The Pistahan Parade
Last weekend was my first Filipino parade and I wish I had attended at least one of these sooner. Seeing all the different contingents from all walks of life come together to share Filipino culture on the streets of San Francisco was a moving experience. (All puns are intended).
The Pistahan Parade and Festival has been around for more than a decade, but compared to the Chinese New Year parade, Carnival parade, and other San Francisco parades, it is actually a small one, drawing in about 600 participants.
I used to think Filipinos in America, both immigrant and American-born, lacked the desire to participate in cultural or community events like this. That the reason why the Chinese New Year parade is bigger is because they have thousands of years of “documented culture” before Filipinos.
I used to think that the “regionalism” of Filipinos was an obstacle against a sense of true unity for Filipinos in America. That the geographical division you see on the Philippine map is a visual representation of the community division I thought I saw of the Filipino community here in San Francisco and in America in general.
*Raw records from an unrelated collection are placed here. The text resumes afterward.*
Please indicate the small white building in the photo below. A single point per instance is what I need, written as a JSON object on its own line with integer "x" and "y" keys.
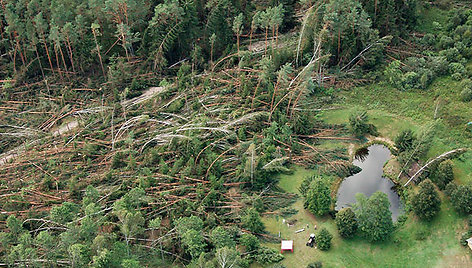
{"x": 469, "y": 242}
{"x": 286, "y": 245}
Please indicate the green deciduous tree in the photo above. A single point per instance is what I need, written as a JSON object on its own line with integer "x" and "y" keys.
{"x": 318, "y": 197}
{"x": 461, "y": 199}
{"x": 190, "y": 233}
{"x": 443, "y": 174}
{"x": 405, "y": 141}
{"x": 426, "y": 203}
{"x": 220, "y": 238}
{"x": 373, "y": 216}
{"x": 251, "y": 220}
{"x": 323, "y": 239}
{"x": 250, "y": 242}
{"x": 346, "y": 222}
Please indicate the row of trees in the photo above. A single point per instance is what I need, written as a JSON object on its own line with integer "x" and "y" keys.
{"x": 56, "y": 37}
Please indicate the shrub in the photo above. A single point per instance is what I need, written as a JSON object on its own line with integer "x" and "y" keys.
{"x": 318, "y": 197}
{"x": 324, "y": 239}
{"x": 457, "y": 70}
{"x": 250, "y": 242}
{"x": 374, "y": 217}
{"x": 346, "y": 222}
{"x": 450, "y": 188}
{"x": 410, "y": 80}
{"x": 426, "y": 204}
{"x": 405, "y": 140}
{"x": 443, "y": 174}
{"x": 466, "y": 93}
{"x": 316, "y": 264}
{"x": 461, "y": 199}
{"x": 251, "y": 220}
{"x": 393, "y": 74}
{"x": 118, "y": 160}
{"x": 220, "y": 238}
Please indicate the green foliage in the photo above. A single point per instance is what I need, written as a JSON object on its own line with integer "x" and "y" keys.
{"x": 346, "y": 222}
{"x": 64, "y": 213}
{"x": 318, "y": 197}
{"x": 405, "y": 141}
{"x": 190, "y": 233}
{"x": 118, "y": 160}
{"x": 317, "y": 264}
{"x": 130, "y": 263}
{"x": 220, "y": 238}
{"x": 426, "y": 203}
{"x": 349, "y": 31}
{"x": 250, "y": 242}
{"x": 391, "y": 17}
{"x": 461, "y": 199}
{"x": 323, "y": 239}
{"x": 228, "y": 257}
{"x": 443, "y": 174}
{"x": 359, "y": 124}
{"x": 466, "y": 93}
{"x": 251, "y": 220}
{"x": 374, "y": 216}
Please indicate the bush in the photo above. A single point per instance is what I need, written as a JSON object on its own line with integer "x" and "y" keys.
{"x": 118, "y": 160}
{"x": 461, "y": 199}
{"x": 251, "y": 220}
{"x": 316, "y": 264}
{"x": 426, "y": 204}
{"x": 359, "y": 124}
{"x": 323, "y": 239}
{"x": 374, "y": 217}
{"x": 250, "y": 242}
{"x": 220, "y": 238}
{"x": 443, "y": 174}
{"x": 405, "y": 140}
{"x": 318, "y": 197}
{"x": 450, "y": 188}
{"x": 457, "y": 70}
{"x": 346, "y": 222}
{"x": 466, "y": 93}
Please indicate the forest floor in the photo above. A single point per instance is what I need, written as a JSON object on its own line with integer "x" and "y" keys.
{"x": 415, "y": 244}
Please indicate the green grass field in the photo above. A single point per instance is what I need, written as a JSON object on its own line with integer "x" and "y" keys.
{"x": 415, "y": 244}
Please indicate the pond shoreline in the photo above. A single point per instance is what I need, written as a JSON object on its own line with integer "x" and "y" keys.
{"x": 397, "y": 199}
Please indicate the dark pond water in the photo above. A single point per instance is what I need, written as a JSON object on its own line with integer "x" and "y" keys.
{"x": 369, "y": 180}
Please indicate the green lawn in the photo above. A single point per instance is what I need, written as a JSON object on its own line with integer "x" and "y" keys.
{"x": 415, "y": 244}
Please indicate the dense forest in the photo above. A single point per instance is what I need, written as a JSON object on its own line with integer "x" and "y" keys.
{"x": 148, "y": 133}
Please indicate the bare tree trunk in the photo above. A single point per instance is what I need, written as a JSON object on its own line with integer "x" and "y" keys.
{"x": 70, "y": 53}
{"x": 98, "y": 52}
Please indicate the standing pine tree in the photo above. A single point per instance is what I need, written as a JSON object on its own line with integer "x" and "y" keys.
{"x": 426, "y": 204}
{"x": 318, "y": 197}
{"x": 346, "y": 222}
{"x": 374, "y": 216}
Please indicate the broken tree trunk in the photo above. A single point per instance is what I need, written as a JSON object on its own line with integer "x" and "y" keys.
{"x": 439, "y": 158}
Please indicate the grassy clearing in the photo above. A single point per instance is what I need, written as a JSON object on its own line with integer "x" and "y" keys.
{"x": 415, "y": 244}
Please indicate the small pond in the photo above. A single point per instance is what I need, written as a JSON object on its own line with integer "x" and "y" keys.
{"x": 369, "y": 180}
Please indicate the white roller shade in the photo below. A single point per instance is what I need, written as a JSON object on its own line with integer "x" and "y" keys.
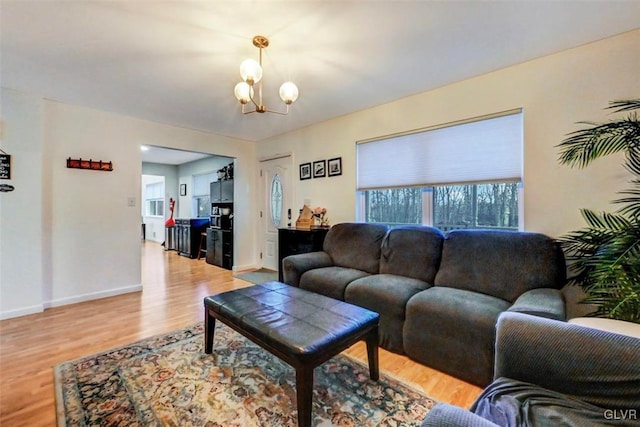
{"x": 479, "y": 151}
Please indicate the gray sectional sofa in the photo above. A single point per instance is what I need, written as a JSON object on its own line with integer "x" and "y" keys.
{"x": 550, "y": 373}
{"x": 439, "y": 296}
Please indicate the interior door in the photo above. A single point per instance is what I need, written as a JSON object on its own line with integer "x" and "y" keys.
{"x": 276, "y": 184}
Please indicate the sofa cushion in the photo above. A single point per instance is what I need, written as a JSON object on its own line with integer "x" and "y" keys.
{"x": 355, "y": 245}
{"x": 330, "y": 281}
{"x": 503, "y": 264}
{"x": 386, "y": 294}
{"x": 453, "y": 331}
{"x": 508, "y": 402}
{"x": 412, "y": 251}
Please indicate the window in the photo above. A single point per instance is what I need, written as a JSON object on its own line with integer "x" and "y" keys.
{"x": 154, "y": 199}
{"x": 201, "y": 194}
{"x": 465, "y": 175}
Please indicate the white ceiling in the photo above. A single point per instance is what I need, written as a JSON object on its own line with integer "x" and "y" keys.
{"x": 176, "y": 62}
{"x": 169, "y": 156}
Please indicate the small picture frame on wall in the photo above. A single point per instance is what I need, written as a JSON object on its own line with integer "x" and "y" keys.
{"x": 334, "y": 166}
{"x": 320, "y": 169}
{"x": 305, "y": 171}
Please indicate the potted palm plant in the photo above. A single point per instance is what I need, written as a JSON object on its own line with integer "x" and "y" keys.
{"x": 605, "y": 255}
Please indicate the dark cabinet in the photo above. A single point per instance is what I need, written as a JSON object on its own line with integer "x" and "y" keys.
{"x": 293, "y": 241}
{"x": 221, "y": 191}
{"x": 188, "y": 233}
{"x": 220, "y": 248}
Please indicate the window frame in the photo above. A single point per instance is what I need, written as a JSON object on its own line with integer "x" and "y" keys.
{"x": 428, "y": 188}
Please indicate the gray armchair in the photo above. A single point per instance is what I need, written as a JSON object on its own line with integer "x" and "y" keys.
{"x": 549, "y": 372}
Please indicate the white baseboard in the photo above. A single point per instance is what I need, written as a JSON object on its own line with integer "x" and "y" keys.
{"x": 91, "y": 296}
{"x": 39, "y": 308}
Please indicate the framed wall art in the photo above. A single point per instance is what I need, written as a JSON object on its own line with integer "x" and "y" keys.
{"x": 320, "y": 169}
{"x": 334, "y": 166}
{"x": 305, "y": 171}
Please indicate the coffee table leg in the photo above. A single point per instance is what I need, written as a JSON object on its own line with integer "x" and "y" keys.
{"x": 372, "y": 354}
{"x": 304, "y": 392}
{"x": 209, "y": 329}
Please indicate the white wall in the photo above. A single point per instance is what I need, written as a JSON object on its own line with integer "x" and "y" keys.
{"x": 89, "y": 237}
{"x": 555, "y": 92}
{"x": 23, "y": 235}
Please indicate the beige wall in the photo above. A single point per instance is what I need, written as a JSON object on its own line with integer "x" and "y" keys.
{"x": 555, "y": 92}
{"x": 88, "y": 237}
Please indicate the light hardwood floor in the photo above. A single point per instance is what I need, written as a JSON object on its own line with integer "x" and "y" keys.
{"x": 172, "y": 297}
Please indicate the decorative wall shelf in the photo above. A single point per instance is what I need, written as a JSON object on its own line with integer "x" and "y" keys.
{"x": 89, "y": 164}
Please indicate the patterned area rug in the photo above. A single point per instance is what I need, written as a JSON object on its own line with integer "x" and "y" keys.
{"x": 168, "y": 380}
{"x": 258, "y": 276}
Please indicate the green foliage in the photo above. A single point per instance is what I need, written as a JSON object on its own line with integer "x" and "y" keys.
{"x": 605, "y": 256}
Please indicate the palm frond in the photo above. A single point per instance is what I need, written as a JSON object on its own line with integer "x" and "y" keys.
{"x": 585, "y": 145}
{"x": 624, "y": 105}
{"x": 604, "y": 257}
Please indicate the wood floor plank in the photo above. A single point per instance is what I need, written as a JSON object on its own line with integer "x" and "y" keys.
{"x": 172, "y": 298}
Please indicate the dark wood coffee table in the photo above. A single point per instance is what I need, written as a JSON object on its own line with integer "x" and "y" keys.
{"x": 302, "y": 328}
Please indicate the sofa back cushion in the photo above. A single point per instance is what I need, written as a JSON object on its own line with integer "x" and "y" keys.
{"x": 503, "y": 264}
{"x": 412, "y": 251}
{"x": 355, "y": 245}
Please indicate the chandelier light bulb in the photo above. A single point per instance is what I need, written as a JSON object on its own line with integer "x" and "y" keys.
{"x": 250, "y": 71}
{"x": 243, "y": 92}
{"x": 288, "y": 92}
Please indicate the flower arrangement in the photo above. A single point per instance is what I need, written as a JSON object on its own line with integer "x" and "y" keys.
{"x": 320, "y": 215}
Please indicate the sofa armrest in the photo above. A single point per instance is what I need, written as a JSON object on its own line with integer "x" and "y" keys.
{"x": 544, "y": 302}
{"x": 445, "y": 415}
{"x": 294, "y": 266}
{"x": 599, "y": 367}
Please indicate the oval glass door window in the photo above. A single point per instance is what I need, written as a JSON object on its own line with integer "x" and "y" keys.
{"x": 276, "y": 200}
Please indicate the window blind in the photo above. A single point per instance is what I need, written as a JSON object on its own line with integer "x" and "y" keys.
{"x": 154, "y": 191}
{"x": 488, "y": 149}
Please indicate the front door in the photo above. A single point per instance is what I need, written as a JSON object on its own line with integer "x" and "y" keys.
{"x": 276, "y": 206}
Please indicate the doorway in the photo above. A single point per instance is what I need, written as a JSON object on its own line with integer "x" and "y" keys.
{"x": 276, "y": 195}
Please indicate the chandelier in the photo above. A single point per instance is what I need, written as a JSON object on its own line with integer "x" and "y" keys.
{"x": 251, "y": 72}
But this parade showed me that there are people out there, outside my own little, narrow-minded world. People who are Filipino-born and American-born, people of Filipino ethnicity and non-Filipino ethnicity, who are participating actively in and for the Filipino community.
It showed me the colorful, cultural, past of the Philippines that goes beyond the thousands of years I have yet to discover and it got me excited about the ever-changing and evolving culture of not only Filipinos, but of people from other countries. Most importantly, on that morning, I witnessed the “unification” of Filipinos. Not because of a dictator and not because of a boxer.
In demonstrating this, the Pistahan Parade, to me, was the biggest parade in the world.
To sum it all up, I over heard someone complain to the parade director at one point, where the director responded:
“Parades are all about moving forward. If we think backward, well, that would be one screwed up parade!”